Snakes | Teen Ink

Snakes MAG

June 1, 2016
By gracebrindle DIAMOND, Westfield, New Jersey
gracebrindle DIAMOND, Westfield, New Jersey
54 articles 27 photos 1 comment

Favorite Quote:
"People are screwed up in this world. I'd rather be with someone screwed up and open about it than somebody perfect and ready to explode." - Ned Vizzini, It's Kind of a Funny Story


the key to catching snakes
is to not be afraid of their mouths.
when he was little
he would feed the deer their hay
and watch their ears perk at the sound
of distant birds
their coal eyes bled fear
and their noses spat out clouds of breath in
the cold as they shivered
anxiously in the winter snow,
soon to be splattered with their blood
(fed by the hand of their own killer, job 1:21).
he danced on the island
because there was nothing else to do
and it made his feet feel like airplanes
that would take him far away.
other boys would have made fun of him
if he had known other boys;
instead, he practiced his waltz
in front of the silent audience of oak trees
which applauded in the language
of spanish moss,
waving back and forth,
back and forth.
at the end, he bowed and the sky smiled.
her name was annabelle
and she was small with golden curls
and lived on an old plantation.
he drove by there once,
seventeen and in love with her,
and was frightened by
how the trees bent in front
as if whipped at the knees by a vicious wind.
she was his dance partner
and with former slave money,
she paid for them to dance all the way to iowa
and jersey and even california.
in san francisco, he screamed at the pacific
(it was so beautiful and so big and so unfair)
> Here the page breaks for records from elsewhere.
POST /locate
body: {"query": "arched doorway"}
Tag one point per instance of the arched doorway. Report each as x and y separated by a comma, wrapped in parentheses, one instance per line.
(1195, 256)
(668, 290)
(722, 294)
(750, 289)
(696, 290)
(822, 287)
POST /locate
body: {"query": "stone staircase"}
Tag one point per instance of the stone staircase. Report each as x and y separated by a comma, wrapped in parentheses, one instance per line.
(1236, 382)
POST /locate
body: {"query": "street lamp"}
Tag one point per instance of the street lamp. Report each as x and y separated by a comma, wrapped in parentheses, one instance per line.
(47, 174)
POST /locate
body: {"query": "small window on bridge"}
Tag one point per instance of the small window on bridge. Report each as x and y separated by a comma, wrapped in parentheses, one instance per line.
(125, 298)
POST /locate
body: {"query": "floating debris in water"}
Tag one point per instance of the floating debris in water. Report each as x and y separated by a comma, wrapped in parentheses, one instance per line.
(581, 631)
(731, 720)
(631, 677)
and she slept with him that night
(because he was beautiful and big and there)
and the days became montages of fox trots
and sweaty kisses and
dog-eared maps that led them nowhere.
she broke his heart when he was nineteen.
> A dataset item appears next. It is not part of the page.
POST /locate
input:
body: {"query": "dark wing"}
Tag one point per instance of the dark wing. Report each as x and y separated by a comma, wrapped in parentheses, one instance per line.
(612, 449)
he went back to the tiny island
because he had nowhere else to go
and home is the place that sings to you,
whether that song is good or not.
he applied online for a job at a local
nature center and now he tells tourists
about the tree frogs that haunt his childhood
and feeds cheap one-sided conversation
to the parrot who drinks it up like an alcoholic
and can only muster back a
“hi my name is buddy.”
the key to catching snakes
is to not be afraid of their mouths;
that is what his father told him
and what he whispers to himself
when he sees a snake by the side of the road.
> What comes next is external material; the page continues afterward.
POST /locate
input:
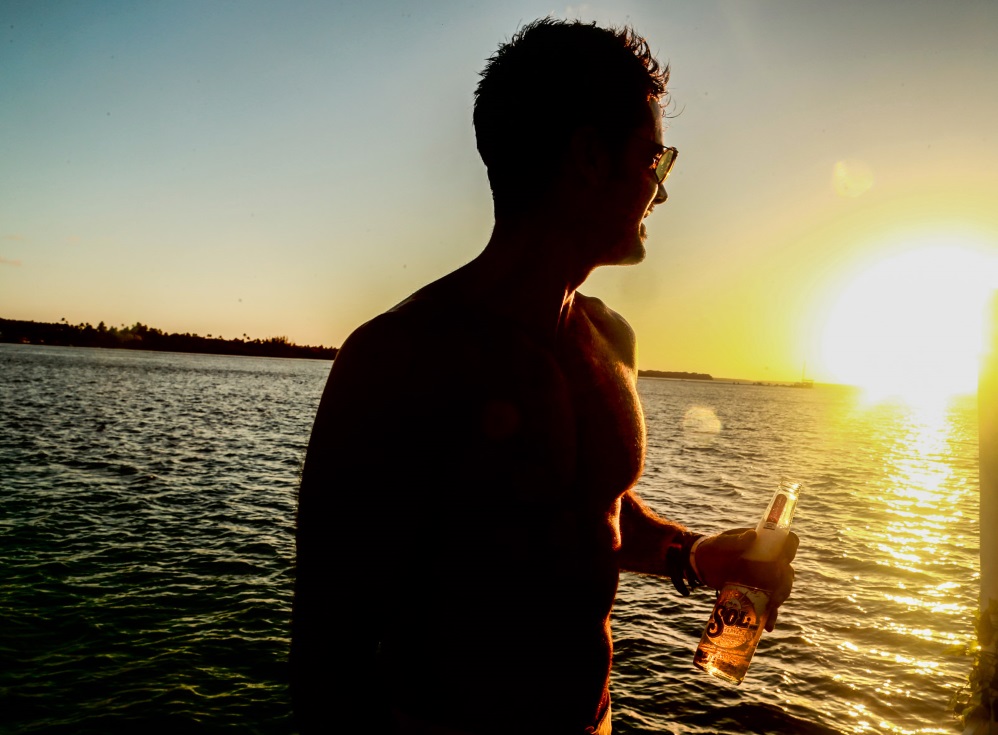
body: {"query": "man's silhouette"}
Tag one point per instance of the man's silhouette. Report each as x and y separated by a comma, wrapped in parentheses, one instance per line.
(466, 505)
he loves the color of their scales,
the birth of red and black upon their backs
which weave together and fall apart
and how you can never be disappointed
by something that cannot love you.
he finds boas and cottonmouths
and the corn snakes of his youth
and murmurs southern poetry in their deaf ears,
omitting the syllables and syntax online school
couldn’t teach him,
before re-homing them in safer places
where people are less likely to hurt them.